3. Laissez-lui de l’espace. Si vous êtes en public, essayez d’aider votre enfant à se rendre dans un lieu plus tranquille. Si vous êtes à la maison, voyez si vous pouvez la diriger vers une zone qui a sur elle un effet apaisant. S’il vous est impossible de déplacer votre enfant, demandez aux autres de vous donner de l’espace, à tous les deux.

4. Réduisez le niveau d’activités. Baissez l’éclairage, restez tranquille et évitez d’envahir votre enfant. Si vous êtes à la maison et que votre enfant ne peut pas ou ne veut pas aller dans sa chambre, essayez de vous mettre en retrait. (Si vous restez debout devant la porte, votre enfant pourrait avoir l’impression d’être enfermée dans sa chambre.)

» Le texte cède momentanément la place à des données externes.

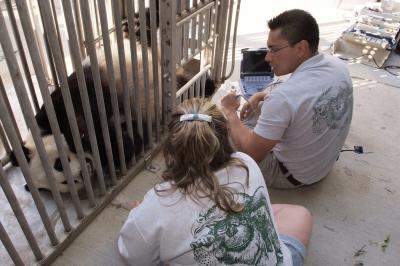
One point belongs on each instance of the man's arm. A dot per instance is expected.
(244, 139)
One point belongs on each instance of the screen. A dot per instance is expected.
(254, 61)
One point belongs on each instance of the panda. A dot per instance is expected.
(131, 146)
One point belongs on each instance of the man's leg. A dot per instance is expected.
(294, 224)
(273, 175)
(293, 220)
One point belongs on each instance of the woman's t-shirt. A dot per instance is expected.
(174, 229)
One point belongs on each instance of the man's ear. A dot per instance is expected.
(13, 158)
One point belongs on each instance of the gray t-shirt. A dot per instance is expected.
(310, 115)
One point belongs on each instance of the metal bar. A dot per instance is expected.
(23, 99)
(60, 68)
(11, 133)
(203, 85)
(9, 246)
(198, 89)
(145, 61)
(192, 80)
(97, 84)
(155, 64)
(193, 36)
(185, 45)
(234, 40)
(37, 64)
(78, 23)
(112, 84)
(136, 96)
(57, 27)
(8, 106)
(168, 33)
(48, 52)
(219, 44)
(227, 39)
(201, 9)
(38, 36)
(22, 55)
(199, 44)
(76, 61)
(4, 139)
(124, 78)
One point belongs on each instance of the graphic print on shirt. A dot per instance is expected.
(245, 238)
(333, 109)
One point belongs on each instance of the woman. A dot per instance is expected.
(212, 207)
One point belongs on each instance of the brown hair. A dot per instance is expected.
(297, 25)
(194, 150)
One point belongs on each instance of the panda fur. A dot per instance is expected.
(130, 146)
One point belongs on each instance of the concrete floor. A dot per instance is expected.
(354, 208)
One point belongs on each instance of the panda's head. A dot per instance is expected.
(36, 168)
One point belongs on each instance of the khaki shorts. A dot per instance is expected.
(273, 174)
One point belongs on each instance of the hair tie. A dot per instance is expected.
(195, 117)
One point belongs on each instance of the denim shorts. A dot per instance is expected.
(297, 249)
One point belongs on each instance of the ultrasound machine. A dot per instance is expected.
(255, 72)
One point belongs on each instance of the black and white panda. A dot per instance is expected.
(130, 146)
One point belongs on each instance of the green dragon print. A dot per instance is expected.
(333, 110)
(245, 238)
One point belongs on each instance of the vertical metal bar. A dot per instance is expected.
(4, 139)
(145, 61)
(60, 68)
(234, 40)
(22, 54)
(48, 52)
(9, 246)
(97, 84)
(168, 31)
(37, 64)
(199, 45)
(155, 64)
(193, 31)
(111, 77)
(19, 214)
(76, 60)
(203, 85)
(30, 118)
(219, 45)
(136, 96)
(57, 26)
(96, 16)
(10, 130)
(78, 23)
(198, 90)
(227, 39)
(38, 37)
(185, 45)
(8, 106)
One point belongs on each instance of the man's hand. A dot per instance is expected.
(251, 105)
(230, 103)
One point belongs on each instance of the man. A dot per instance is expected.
(303, 123)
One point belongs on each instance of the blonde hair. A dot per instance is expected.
(194, 150)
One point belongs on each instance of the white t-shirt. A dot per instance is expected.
(175, 230)
(310, 115)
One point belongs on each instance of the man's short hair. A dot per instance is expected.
(297, 25)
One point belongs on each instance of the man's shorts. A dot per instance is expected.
(276, 175)
(297, 249)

5. Envisagez un plan post-effondrement. Commencez à penser à la manière de rétablir le contact avec votre enfant après l’effondrement, sans relancer ce dernier. Vous devrez peut-être renoncer à sortir faire vos courses. Si l’effondrement a été déclenché par une conversation émotive, vous devrez peut-être éviter ce sujet délicat pour le moment et trouver une nouvelle façon de l’aborder la prochaine fois.

Après l’effondrement

1. Laissez-lui le temps de se rétablir. Lorsque votre enfant commence à se calmer, il est possible qu’elle ressente de l’embarras ou même de la culpabilité. Elle pourrait aussi se sentir extrêmement fatiguée. Laissez-lui le temps de reprendre ses esprits.

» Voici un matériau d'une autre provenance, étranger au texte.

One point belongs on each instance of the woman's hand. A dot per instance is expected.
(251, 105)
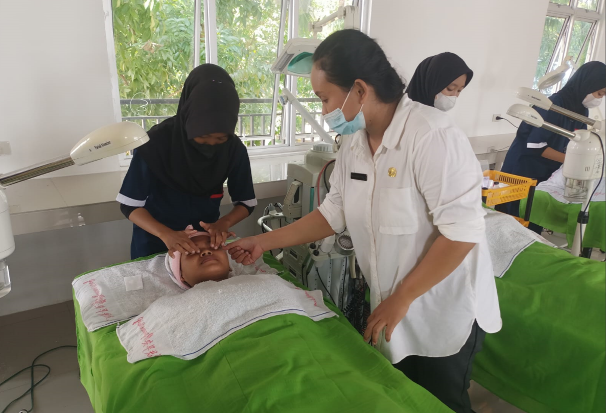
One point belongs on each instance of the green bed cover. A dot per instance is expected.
(562, 218)
(283, 364)
(550, 354)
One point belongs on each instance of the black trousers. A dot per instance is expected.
(447, 378)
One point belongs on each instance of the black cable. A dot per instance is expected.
(498, 118)
(595, 189)
(324, 175)
(33, 384)
(325, 288)
(343, 290)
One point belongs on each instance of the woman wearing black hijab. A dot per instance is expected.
(537, 153)
(177, 178)
(439, 80)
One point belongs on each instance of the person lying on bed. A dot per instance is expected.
(190, 270)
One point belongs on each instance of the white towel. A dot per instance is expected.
(507, 239)
(189, 325)
(556, 187)
(119, 293)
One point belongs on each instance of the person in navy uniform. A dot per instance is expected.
(536, 152)
(177, 178)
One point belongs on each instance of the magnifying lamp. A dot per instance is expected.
(102, 143)
(584, 159)
(538, 99)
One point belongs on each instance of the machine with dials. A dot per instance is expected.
(104, 142)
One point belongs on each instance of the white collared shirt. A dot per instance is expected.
(423, 181)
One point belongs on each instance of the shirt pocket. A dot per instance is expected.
(397, 211)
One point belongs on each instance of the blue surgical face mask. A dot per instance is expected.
(337, 122)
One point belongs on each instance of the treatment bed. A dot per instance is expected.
(550, 355)
(287, 363)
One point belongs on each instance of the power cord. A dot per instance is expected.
(594, 190)
(498, 118)
(33, 383)
(325, 288)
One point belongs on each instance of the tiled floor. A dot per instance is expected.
(26, 335)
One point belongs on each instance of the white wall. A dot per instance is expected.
(499, 40)
(44, 264)
(55, 80)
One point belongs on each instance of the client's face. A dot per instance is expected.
(210, 264)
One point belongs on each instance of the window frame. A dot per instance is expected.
(572, 13)
(209, 18)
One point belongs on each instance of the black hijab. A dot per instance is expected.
(434, 74)
(589, 78)
(209, 104)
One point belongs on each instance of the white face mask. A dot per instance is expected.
(445, 103)
(591, 101)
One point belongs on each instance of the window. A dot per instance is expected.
(158, 43)
(569, 35)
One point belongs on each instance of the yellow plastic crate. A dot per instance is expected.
(518, 188)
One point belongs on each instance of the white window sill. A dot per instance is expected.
(54, 203)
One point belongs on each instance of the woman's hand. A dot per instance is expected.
(219, 233)
(245, 251)
(387, 316)
(179, 241)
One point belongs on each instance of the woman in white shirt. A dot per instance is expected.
(407, 186)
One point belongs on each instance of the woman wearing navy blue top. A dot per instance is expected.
(177, 178)
(536, 152)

2. Trouvez le bon moment pour lui parler. Vous souhaiterez probablement aider votre enfant à comprendre ce qui s’est passé. Tout de suite après n’est peut-être pas le meilleur moment. Mais lorsque vous serez tous les deux calmes, voici comment vous pourriez procéder :

Donner un préavis à votre enfant. Prévenez votre enfant à l’avance que vous allez avoir une discussion. Rassurez-la en lui disant qu’elle n’est pas dans le pétrin.

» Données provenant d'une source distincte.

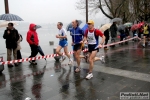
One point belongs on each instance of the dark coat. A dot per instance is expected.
(11, 38)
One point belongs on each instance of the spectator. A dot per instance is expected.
(11, 35)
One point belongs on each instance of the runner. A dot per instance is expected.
(92, 35)
(145, 34)
(62, 42)
(77, 37)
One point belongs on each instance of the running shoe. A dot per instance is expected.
(89, 76)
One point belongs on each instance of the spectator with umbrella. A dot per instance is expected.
(32, 39)
(113, 31)
(77, 36)
(19, 56)
(106, 34)
(146, 33)
(11, 35)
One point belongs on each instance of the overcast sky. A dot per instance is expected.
(45, 11)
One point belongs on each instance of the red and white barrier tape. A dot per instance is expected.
(54, 55)
(28, 75)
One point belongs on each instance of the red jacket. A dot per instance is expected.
(32, 37)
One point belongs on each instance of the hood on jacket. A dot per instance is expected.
(32, 27)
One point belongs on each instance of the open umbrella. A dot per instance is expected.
(69, 26)
(116, 20)
(128, 24)
(105, 27)
(10, 17)
(5, 23)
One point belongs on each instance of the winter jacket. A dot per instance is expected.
(32, 37)
(113, 30)
(11, 37)
(77, 35)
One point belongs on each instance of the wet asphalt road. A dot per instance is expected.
(126, 70)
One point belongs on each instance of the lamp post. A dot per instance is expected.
(86, 10)
(6, 7)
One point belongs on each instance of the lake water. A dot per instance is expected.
(45, 35)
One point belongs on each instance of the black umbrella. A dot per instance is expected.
(10, 17)
(69, 26)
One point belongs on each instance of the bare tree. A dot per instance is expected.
(110, 8)
(128, 10)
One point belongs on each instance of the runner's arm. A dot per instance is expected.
(85, 36)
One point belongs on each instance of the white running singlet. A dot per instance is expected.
(91, 38)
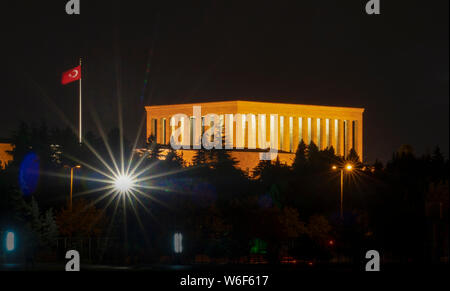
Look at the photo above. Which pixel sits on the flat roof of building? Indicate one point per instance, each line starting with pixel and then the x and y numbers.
pixel 242 102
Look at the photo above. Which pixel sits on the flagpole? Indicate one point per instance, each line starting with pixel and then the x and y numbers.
pixel 80 110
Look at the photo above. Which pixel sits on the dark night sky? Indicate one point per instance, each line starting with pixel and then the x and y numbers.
pixel 395 65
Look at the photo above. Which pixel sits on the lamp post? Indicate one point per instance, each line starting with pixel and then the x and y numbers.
pixel 347 167
pixel 71 183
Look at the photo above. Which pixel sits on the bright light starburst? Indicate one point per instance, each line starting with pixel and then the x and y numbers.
pixel 124 183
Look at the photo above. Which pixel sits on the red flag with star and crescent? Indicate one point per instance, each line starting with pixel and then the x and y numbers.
pixel 71 75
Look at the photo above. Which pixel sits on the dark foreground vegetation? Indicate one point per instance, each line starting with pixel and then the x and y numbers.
pixel 274 214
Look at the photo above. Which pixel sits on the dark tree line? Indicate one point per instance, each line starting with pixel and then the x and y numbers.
pixel 276 211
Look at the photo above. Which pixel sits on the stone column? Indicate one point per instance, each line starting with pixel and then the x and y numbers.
pixel 359 138
pixel 323 134
pixel 314 137
pixel 167 141
pixel 296 134
pixel 286 135
pixel 349 136
pixel 340 150
pixel 149 126
pixel 305 130
pixel 332 135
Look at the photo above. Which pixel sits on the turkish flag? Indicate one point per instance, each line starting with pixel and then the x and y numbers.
pixel 71 75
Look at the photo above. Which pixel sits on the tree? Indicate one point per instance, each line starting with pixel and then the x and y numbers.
pixel 42 225
pixel 84 220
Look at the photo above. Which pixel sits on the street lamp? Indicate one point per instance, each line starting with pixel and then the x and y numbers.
pixel 347 167
pixel 71 183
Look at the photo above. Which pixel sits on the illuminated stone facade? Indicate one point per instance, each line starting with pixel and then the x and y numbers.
pixel 326 126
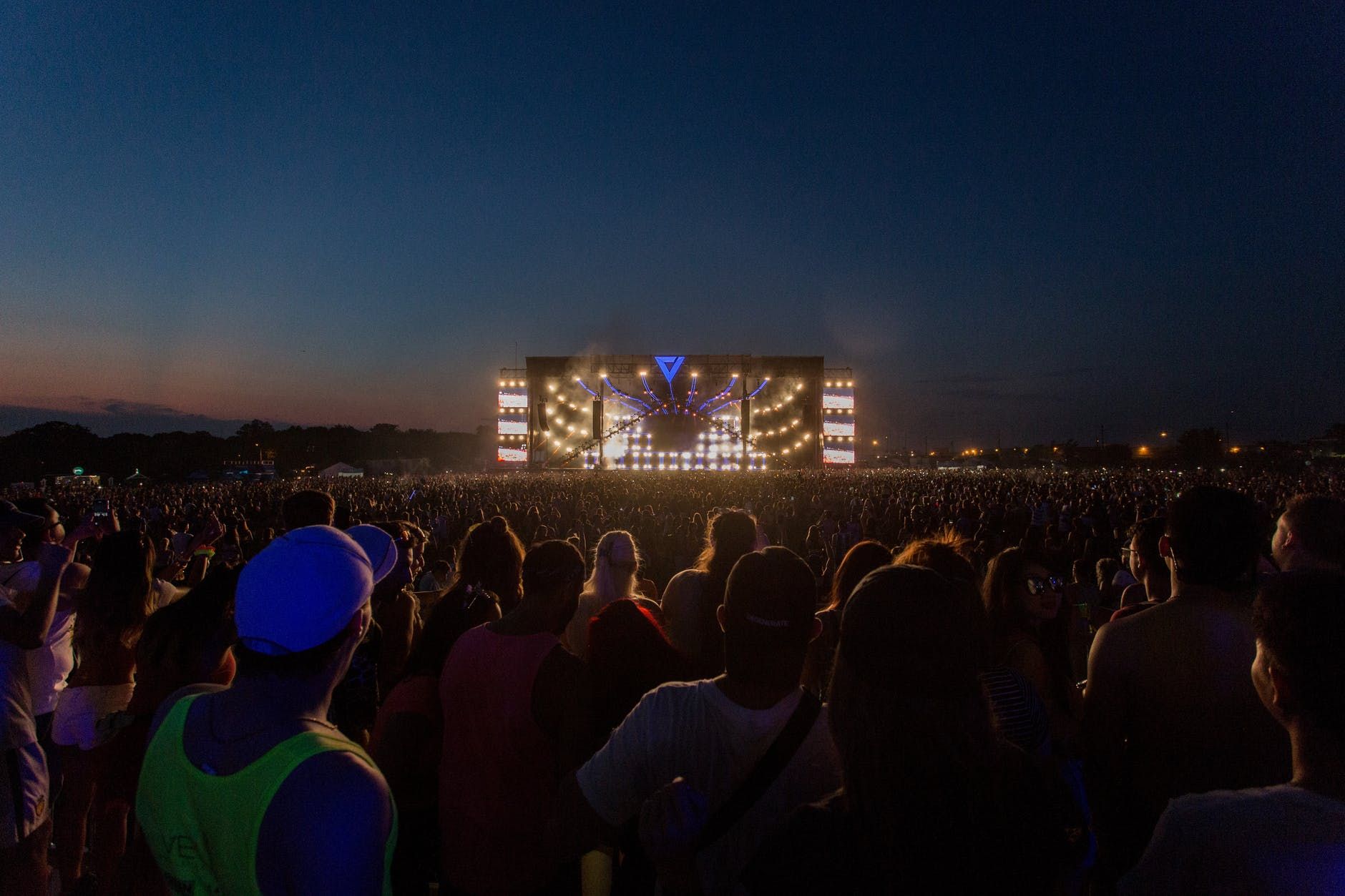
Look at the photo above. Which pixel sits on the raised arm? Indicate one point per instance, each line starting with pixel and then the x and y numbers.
pixel 29 629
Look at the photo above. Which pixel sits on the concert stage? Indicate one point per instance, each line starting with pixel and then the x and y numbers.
pixel 675 412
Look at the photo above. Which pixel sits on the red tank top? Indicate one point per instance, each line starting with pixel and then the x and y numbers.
pixel 498 769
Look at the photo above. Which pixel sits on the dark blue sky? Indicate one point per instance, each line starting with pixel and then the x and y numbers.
pixel 1019 220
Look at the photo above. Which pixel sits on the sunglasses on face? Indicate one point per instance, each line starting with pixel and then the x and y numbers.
pixel 1039 586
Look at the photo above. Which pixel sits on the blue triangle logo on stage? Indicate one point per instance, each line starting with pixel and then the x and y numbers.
pixel 670 365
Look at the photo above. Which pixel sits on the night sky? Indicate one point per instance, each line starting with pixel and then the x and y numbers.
pixel 1029 221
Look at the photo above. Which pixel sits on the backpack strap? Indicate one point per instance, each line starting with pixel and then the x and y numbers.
pixel 767 769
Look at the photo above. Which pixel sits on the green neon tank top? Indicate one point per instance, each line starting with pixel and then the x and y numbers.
pixel 203 829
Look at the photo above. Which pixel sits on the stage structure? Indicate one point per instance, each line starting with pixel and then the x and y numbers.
pixel 675 412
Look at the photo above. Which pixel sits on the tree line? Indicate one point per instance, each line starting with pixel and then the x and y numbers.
pixel 57 448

Soyez bref. En parlant de leur effondrement, certains enfants éprouvent des remords et se mettent sur la défensive. Dites ce que vous avez à dire, mais évitez de vous répéter.

Vérifiez sa compréhension. Demandez à votre enfant de reformuler dans ses propres mots ce que vous venez de lui dire. Répondez à toutes ses questions, si elle en a. Si vous avez développé un plan d’action, vérifiez si elle est capable de vous le résumer.

Gardez à l’esprit qu’il faut de la pratique pour réussir à gérer les effondrements et calmer les crises de colère. En apprenant à en reconnaître les signes avant-coureurs et en enseignant des stratégies d’adaptation à votre enfant, vous réussirez peut-être à trouver tous les deux des façons de mieux réagir dans le futur.

Principales leçons à retenir

La connaissance des éléments déclencheurs d’un effondrement peut aider à en empêcher l’escalade.

Le fait d’ignorer une crise de colère peut parfois y mettre fin.

L’aménagement d’un « endroit calme » peut être utile, aussi bien dans le cas d’une crise de colère que d’un effondrement.